Hi. I have performed MultiQC for 100 paired end reads after filtering using Cutadapt. But the result shows only for the 2nd end read for all the 100. So does the results include both forward and reverse reads?
Even after filtering using Cutadapt, the MultiQC results show many short reads as shown in the image below. So what should I do? Should I redo Cutadapt with different minimum length and quality cutoff set or will it affect the results?
your question is ill-formed, multiqc summarizes other reports, it does not select files to run analyses on, it does not generate original reports, it simply summarizes existing reports
have you performed the processes on each file? can you see the individual reports for each file?
But the result shows only for the 2nd end read for all the 100. So does the results include both forward and reverse reads?
I have a feeling off the top of my head, that if you run Cutadapt in paired-end mode then MultiQC can end up naming your samples after just one of the input FastQs like this. So I suspect that it's fine, but please manually check at least one of the cutadapt log files to sanity check and make sure that it looks ok.
Even after filtering using Cutadapt, the MultiQC results show many short reads as shown in the image below.
Does the image show that?
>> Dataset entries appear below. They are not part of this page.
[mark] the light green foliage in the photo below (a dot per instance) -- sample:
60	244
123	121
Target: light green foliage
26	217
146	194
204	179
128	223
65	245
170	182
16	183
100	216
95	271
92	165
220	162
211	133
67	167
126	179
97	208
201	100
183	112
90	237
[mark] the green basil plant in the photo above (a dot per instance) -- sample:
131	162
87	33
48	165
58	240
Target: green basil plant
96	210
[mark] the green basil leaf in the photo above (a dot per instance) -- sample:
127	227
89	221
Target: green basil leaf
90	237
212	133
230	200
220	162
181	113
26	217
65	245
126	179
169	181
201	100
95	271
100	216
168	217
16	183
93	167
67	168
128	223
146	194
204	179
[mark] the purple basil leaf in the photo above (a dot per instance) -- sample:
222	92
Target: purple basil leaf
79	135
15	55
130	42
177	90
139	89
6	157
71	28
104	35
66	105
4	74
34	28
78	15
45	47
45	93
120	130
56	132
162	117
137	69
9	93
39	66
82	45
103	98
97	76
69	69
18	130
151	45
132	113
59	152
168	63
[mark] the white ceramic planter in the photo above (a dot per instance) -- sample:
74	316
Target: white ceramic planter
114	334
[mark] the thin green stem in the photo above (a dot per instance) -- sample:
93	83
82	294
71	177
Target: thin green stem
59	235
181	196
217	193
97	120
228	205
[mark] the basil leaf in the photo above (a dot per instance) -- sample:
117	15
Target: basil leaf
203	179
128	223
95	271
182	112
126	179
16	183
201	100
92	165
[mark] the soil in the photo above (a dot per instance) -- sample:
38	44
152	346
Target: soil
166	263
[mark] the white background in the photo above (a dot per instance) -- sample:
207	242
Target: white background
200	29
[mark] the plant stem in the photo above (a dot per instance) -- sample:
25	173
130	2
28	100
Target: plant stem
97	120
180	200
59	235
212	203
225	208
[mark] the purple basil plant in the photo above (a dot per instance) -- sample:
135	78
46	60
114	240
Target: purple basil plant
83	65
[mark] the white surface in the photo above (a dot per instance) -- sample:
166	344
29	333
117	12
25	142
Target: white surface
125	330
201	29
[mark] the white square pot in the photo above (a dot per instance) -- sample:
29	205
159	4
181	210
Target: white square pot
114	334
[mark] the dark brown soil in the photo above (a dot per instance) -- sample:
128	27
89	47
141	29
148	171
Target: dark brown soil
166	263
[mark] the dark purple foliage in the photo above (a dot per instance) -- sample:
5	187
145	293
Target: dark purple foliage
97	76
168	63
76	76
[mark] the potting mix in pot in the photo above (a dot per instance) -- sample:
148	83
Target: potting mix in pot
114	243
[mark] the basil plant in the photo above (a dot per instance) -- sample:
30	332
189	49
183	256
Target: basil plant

To me I see most of the samples with mostly light-blue bars, which is the category "passed filters". These are the reads that were not filtered out, that successfully passed on into the resulting FastQ files for downstream analysis.
You have one sample with a significant fraction of reads categorised as "Pairs that were too short", which are reads that were lost. This sample likely suffered from significant adapter contamination.
Changing the cutoff will affect the results, but whether it's something you should do or not depends on your biological question, input sample setup and downstream analysis. I doubt that it's something that you need to or want to do.
Thanks for the detailed response Mr. Ewels. I just want to clarify. So that one sample with a significant fraction of reads categorized as "Pairs that were too short" are already removed by Cutadapt and the FASTQ file generated at the end of Cutadapt analysis has only the reads that fall under the "passed filters"? Right?
Probably, but it depends on exactly how you ran Cutadapt. I'd recommend that you read over https://cutadapt.readthedocs.io/en/stable/guide.html#filtering and, most importantly, check the raw log files from cutadapt if you're unsure. MultiQC is only ever for summary statistics and the "ground truth" is always the source log files.
your question is ill-formed, multiqc summarizes other reports, it does not select files to run analyses on, it does not generate original reports, it simply summarizes existing reports
have you performed the processes on each file? can you see the individual reports for each file?